Annalen der Physik, Ser. 5, 9: 338–46 (1931). Received 25 February 1931.
The Dirac theory of radiation gives a satisfactory account of the absorption, emission, and dispersion of radiation by atoms. Beyond this, quantum electrodynamics also provides a satisfactory treatment of interference phenomena. The results of the theory in most cases agree with what is expected from the correspondence principle, but the calculations which lead to this objective have hitherto been rather complicated, and the simplest consequences of classical radiation theory can only be derived along the circuitous route through a quite nontransparent Schrödinger equation in an infinite-dimensional space.

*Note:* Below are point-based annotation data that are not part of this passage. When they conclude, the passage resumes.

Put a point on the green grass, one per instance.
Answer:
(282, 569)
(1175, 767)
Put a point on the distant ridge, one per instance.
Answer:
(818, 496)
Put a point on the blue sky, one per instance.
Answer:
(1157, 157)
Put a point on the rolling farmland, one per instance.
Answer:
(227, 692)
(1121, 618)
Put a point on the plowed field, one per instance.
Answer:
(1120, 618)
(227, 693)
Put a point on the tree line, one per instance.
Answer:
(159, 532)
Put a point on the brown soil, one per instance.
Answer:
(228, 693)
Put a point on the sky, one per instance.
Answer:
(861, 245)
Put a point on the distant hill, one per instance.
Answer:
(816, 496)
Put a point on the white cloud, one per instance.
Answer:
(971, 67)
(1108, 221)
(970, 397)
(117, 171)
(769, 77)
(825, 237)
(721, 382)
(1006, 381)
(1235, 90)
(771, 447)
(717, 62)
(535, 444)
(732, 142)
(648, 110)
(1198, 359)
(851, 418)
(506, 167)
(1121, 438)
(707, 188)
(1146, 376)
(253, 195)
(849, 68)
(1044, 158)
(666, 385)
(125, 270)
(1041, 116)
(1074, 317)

Below we shall describe a method for treating radiation problems which connects, much more closely than the previous ones, the intuitive conceptions of classical theory with those of wave mechanics and which therefore, in most cases, and without detours, yields the result expected in terms of the correspondence principle.
In this method, the starting point shall not be the Hamiltonian function or the corresponding Schrödinger equation in configuration space but rather the equations of motion, i.e. the Maxwell and Dirac wave equations. These differential equations are integrated explicitly, after the value of the wave functions (E, H, and ψσ) at time t = 0 are regarded as given; here it should be noted that the wave functions at time t = 0 are noncommuting quantities. This noncommutability of the initial values of E, H, and ψσ does not disturb the integration, however, as long as the interaction between matter and radiation is assumed to be small and only linear terms in this interaction are considered.